How to Say This in the Field
| Don't say | Do say | Why it matters |
|---|---|---|
| "The cloud version is less secure" | "With cloud-hosted inference, the provider controls the logging configuration and the breach surface — the question is whether their data processing agreement gives you the audit rights you need" | Specific claim, auditable, doesn't sound like FUD |
| "Self-hosted is more compliant" | "Self-hosted puts the logging configuration and the breach boundary under your control — which is an advantage if you have the infrastructure team to operate it" | Compliance is a process, not a hosting attribute |
| "The aggregator option is fine for low-sensitivity workloads" | "With a third-party API, you have two data processing agreements and one jurisdiction you can't fully audit — that's a risk decision, not a technical one" | Gives the buyer the actual decision frame |
| "Latency won't be a problem" | "For chat interfaces, probably not.
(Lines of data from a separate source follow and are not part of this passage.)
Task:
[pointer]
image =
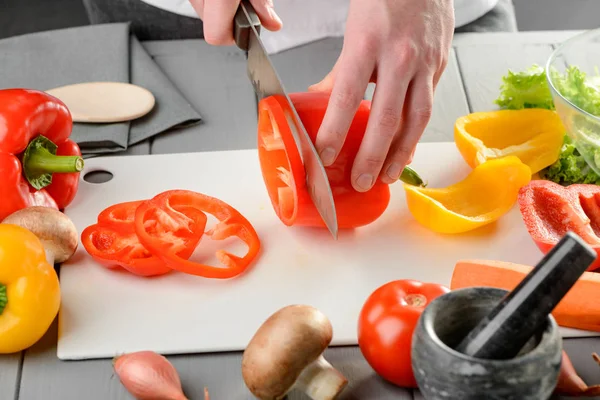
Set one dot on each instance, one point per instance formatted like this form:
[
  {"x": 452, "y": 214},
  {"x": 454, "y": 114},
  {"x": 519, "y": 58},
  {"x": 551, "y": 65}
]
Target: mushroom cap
[
  {"x": 55, "y": 230},
  {"x": 287, "y": 342}
]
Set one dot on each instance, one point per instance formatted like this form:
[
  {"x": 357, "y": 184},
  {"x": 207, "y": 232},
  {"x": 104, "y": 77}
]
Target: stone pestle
[{"x": 523, "y": 312}]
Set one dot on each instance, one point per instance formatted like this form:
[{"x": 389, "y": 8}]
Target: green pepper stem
[
  {"x": 42, "y": 161},
  {"x": 410, "y": 176},
  {"x": 3, "y": 298}
]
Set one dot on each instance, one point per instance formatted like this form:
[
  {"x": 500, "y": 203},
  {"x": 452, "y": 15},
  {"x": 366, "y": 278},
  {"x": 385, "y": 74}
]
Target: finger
[
  {"x": 326, "y": 84},
  {"x": 218, "y": 21},
  {"x": 348, "y": 90},
  {"x": 419, "y": 103},
  {"x": 382, "y": 128},
  {"x": 267, "y": 15},
  {"x": 198, "y": 6}
]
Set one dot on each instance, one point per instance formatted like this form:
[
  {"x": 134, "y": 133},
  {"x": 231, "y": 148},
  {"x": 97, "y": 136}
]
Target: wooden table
[{"x": 214, "y": 80}]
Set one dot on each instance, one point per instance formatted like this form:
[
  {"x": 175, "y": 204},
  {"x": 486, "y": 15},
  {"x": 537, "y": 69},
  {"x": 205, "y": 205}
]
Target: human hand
[
  {"x": 218, "y": 15},
  {"x": 402, "y": 45}
]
For agent workloads making 30 tool calls per task, the hosting location relative to your tools matters more than the hosting location relative to your users" | Introduces the latency-to-tools distinction before the buyer discovers it in production |
| "We can run the model in GovCloud" | "Running inference in the same enclave as your tools and data eliminates the cross-boundary latency on every tool call — at 30 calls per task, that's the difference between a 3-second penalty per task and a sub-second one" | Quantifies the architectural decision |
| "The provider handles security" | "The provider handles security of their infrastructure. Security of what flows through it — prompts, tool outputs, intermediate reasoning — depends on the data processing agreement and your logging configuration" | Precise scope, doesn't overstate or understate |
| "Which model do you want to use?" | "Before we get to model selection, where are the systems this agent will be calling? That determines which hosting configuration actually performs at scale" | Reframes the conversation to the right question first |
| "Third-party APIs are cheaper" | "Third-party aggregators can reduce cost, but you're trading visibility for price — you can't audit the intermediary's relationship with the underlying provider" | Accurate tradeoff framing, not a recommendation |
| "Jurisdiction is handled by FedRAMP" | "FedRAMP authorization tells you the provider met a security baseline — it doesn't determine which legal regime governs your data under compelled disclosure" | Prevents a conflation that will surface in procurement |
| "The model is the same either way" | "The model weights are the same file. The legal envelope around inference, the logging configuration, and the latency profile of every tool call are not" | The one-thing statement, said precisely |
The model doesn't care where it runs. Your buyer's legal team, security team, and the agent deployment that's supposed to complete 200 tasks a day — they care. The hosting decision gets made once, usually early in a procurement cycle, and it determines the operational reality of everything that runs on top of it.
An AE who can name the four dimensions and explain why latency-to-tools is the one that surprises people in production is the AE who gets called back for the architecture conversation. That's the meeting worth being in.